Свободная (Хэнд) - страница 143

Даже не попыталась.

Трусиха.

Ты столько часов тренировалась владеть мечом Света, потому что твой отец сказал тебе, что это пригодится, но, когда наступил нужный момент, ты даже не смогла его призвать.

Настоящая трусиха.

Я сжимаю расческу так сильно, что на руках белеют костяшки. И отворачиваюсь от зеркала, больше не решаясь взглянуть на себя

Когда я выхожу из ванной, то обнаруживаю Кристиана сидящим скрестив ноги на двуспальной кровати. Он не отрывает взгляда от картины на стене, на которой изображена большая белая птица с длинными ногами и красной полосой на макушке. Ее крылья расправлены, а когти едва касаются воды, но трудно сказать, то ли она приземляется, то ли взлетает в небо.

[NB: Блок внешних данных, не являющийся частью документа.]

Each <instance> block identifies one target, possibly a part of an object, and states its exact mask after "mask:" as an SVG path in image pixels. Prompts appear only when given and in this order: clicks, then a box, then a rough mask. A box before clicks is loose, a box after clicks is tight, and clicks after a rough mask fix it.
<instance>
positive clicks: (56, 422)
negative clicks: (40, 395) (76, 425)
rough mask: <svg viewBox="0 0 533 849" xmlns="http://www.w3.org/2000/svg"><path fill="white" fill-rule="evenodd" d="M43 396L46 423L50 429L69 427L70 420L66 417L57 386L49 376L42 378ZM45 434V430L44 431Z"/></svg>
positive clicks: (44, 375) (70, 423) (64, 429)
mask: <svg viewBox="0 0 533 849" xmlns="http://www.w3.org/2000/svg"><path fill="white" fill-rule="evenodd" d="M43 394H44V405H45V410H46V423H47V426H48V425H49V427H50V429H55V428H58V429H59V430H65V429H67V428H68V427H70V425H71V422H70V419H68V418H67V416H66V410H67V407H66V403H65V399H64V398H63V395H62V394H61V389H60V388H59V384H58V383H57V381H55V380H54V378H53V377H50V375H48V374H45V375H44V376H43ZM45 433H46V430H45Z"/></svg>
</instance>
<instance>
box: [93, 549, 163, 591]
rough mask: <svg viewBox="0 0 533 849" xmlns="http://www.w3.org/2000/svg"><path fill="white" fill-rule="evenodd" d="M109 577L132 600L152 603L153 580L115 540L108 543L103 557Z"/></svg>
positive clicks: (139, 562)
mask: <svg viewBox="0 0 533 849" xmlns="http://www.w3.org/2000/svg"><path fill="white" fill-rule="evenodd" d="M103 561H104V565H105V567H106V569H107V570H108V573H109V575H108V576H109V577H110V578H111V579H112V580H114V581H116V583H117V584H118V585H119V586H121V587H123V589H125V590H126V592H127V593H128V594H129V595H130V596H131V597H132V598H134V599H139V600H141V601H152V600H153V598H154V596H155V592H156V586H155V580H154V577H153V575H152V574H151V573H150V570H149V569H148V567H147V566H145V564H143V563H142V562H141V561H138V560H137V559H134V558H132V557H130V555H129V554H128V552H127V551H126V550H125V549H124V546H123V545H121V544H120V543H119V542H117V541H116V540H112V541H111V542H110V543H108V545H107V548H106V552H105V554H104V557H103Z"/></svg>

«Неудачница, – вновь ругаю себя я, вспоминая, что даже не смогла призвать крылья, когда мы выбрались из «Подвязки». – Настоящая неудачница».

Кристиан смотрит на меня. Я прочищаю горло и указываю ему на ванную, показывая, что пришла его очередь освежиться. Он кивает, встает и медленно направляется в душ. Я замечаю, насколько скованными выглядят его движения, будто мышцы только сейчас осознали, какую нагрузку они испытали за последние двадцать четыре часа.

Я опускаюсь на кровать и слушаю шум льющейся воды, дыхание Уэба, тиканье часов на прикроватном столике и урчание собственного желудка. Примерно через пять минут Кристиан выключает воду и отдергивает занавеску, после чего я слышу торопливые шаги, хлопок открывшейся крышки унитаза и звуки рвоты. Я вскакиваю на ноги и подхожу к двери в ванную, но не решаюсь открыть ее. Вряд ли ему хочется, чтобы я это видела. Я прижимаю руку к деревянной раме и закрываю глаза, слушая, как Кристиана вновь рвет, и его стон.

Я еле слышно стучу в дверь.

«Я в порядке», – говорит он.

Но это не так. Я никогда не ощущала такого раздрая в его чувствах.

«Я вхожу», – предупреждаю я.

«Дай мне минутку», – просит он и смывает воду в туалете.

Ровно шестьдесят секунд спустя я толкаю дверь. Кристиан стоит у умывальника, обернув полотенце вокруг бедер, и чистит зубы. Взяв стакан с подноса, он наполняет его водой, полощет рот, а затем сплевывает.

Мы встречаемся взглядами через зеркало, и я вижу стыд в его глазах. Он тоже ругает себя и называет неудачником.

Я отвожу глаза и, невольно скользя взглядом по его телу, натыкаюсь на рваную рану на боку.

– Все не так ужасно, как выглядит, – говорит он, услышав мой испуганный вздох. – Но, думаю, следовало обработать ее перед душем, потому что она разошлась.

Нет, он не прав, это ужасно. У него на боку от верхнего левого ребра до бедра протянулась глубокая двадцатисантиметровая рана с почерневшими краями, словно клинок Скорби не только разрезал кожу, но и прижег ее.